### Bayes

Smaller prior variance, bigger influence on posterior.

**Ridge** (Prior distribution = Normal)

pros:

- A better compromise between bias and variance

cons:

- All predictors are kept in the model

**Lasso** (Prior distribution = Laplace)

pros:

- Sparsity achieved

cons:

- Not necessarily yield good results in presence of high collinearity
- Not uniquely determined when the number of variables is greater than the number of subjects
- Tends to select only one variable among a group of predictors with high pairwise correlations

### Bias-Variance Trade Off:

More complex model able to better learn from the training sample (lower bias) have higher variance, which leads to overfitting and high error for predicting the future values of the output variable.

**Solution: Validation**

if the model depends on the certain parameters (like α, λ for Lasso/Ridge) which are not supposed to be fit during the training phase, a separate validation sample could be used for the selection of model parameters (we pick up those which optimize model performance over the validation set).

**Solution: Cross-validation**

Often the available dataset is small enough, so splitting into even smaller traning, validation and test sets could have negative impact on the model training leading to noisy and unreliable models. In such cases cross-validation is often applied, performing not one but several random splits of the sample with further averaging of the model performance scores.

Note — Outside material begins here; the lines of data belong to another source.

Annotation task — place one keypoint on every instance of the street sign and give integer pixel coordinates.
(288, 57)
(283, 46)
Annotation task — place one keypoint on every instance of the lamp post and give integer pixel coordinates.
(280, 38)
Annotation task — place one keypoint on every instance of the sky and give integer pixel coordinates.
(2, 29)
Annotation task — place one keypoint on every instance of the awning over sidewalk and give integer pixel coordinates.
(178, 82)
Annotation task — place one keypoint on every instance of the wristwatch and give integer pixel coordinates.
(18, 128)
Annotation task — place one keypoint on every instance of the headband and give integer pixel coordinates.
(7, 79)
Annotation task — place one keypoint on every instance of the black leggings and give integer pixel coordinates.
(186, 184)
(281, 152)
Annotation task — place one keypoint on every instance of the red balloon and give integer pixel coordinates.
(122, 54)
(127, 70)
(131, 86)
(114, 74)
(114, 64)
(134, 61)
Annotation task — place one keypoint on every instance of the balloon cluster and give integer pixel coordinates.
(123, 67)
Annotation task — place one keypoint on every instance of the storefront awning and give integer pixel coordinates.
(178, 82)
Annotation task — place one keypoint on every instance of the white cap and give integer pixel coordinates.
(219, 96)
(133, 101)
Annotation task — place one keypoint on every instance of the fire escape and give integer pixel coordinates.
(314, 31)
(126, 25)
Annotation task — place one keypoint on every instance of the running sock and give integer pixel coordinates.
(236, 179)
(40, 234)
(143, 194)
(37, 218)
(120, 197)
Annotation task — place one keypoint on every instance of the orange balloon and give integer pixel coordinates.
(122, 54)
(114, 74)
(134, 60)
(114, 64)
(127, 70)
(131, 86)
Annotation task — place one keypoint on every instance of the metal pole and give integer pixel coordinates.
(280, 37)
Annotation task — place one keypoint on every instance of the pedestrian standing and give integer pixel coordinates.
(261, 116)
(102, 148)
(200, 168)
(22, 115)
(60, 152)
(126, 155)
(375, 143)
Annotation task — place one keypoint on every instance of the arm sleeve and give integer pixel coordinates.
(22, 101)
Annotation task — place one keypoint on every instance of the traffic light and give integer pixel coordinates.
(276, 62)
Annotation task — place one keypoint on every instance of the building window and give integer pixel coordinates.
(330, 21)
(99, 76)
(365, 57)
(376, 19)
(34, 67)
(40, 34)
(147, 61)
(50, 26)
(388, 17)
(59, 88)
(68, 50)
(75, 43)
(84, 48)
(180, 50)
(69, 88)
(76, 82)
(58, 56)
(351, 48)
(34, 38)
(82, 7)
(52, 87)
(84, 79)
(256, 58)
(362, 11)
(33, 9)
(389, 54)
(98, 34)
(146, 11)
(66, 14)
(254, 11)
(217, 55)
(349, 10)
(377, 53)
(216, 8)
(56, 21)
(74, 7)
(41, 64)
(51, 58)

**Choice of λ or α in Model validation**

Small values of λ or high values of α lead to the result close to OLS (identical to it is λ=0 or α=+∞)

### PCA:

- Normalize
- Construct variance Matrix
- Calculate Eigenvalue
- Sort eigenvalue and find eigenvector

**Covariance Matrix**

- Covariance is invariant under translations

Rotations won’t change the eigenvalues of the data covariance matrix (although the eigenvectors will be rotated). - Arbitrary scaling of the data will scale eigenvalues of the data covariance matrix by arbitrary amounts (and thus change e.g. the leading principal component).

**Use idea of:**

- Maximum variance formulation
- Minimum error formulation

**Kernel PCA**

Deal with non-linearity

**Fisher’s linear discriminant**

Also takes the within-class variance into account

### Neural Network

**Autoencoder**

假设其输出与输入是相同的，然后训练调整其参数，得到每一层中的权重。自然地，我们就得到了输入I的几种不同表示（每一层代表一种表示），这些表示就是特征。

To learn a representation (encoding) for a set of data

for the purpose of dimensionality reduction

[Blog for Notes in Chinese] (http://blog.sina.com.cn/s/blog_6a1b8c6b0101h9ho.html#91)

**NN Regularzation**

- cross-fold validation
- L2

The regularization coefficient λ , with λ>0 , controls how much the neural network is regularized. If λ is very large, the parameters of the neural network will be encouraged to be as small as possible.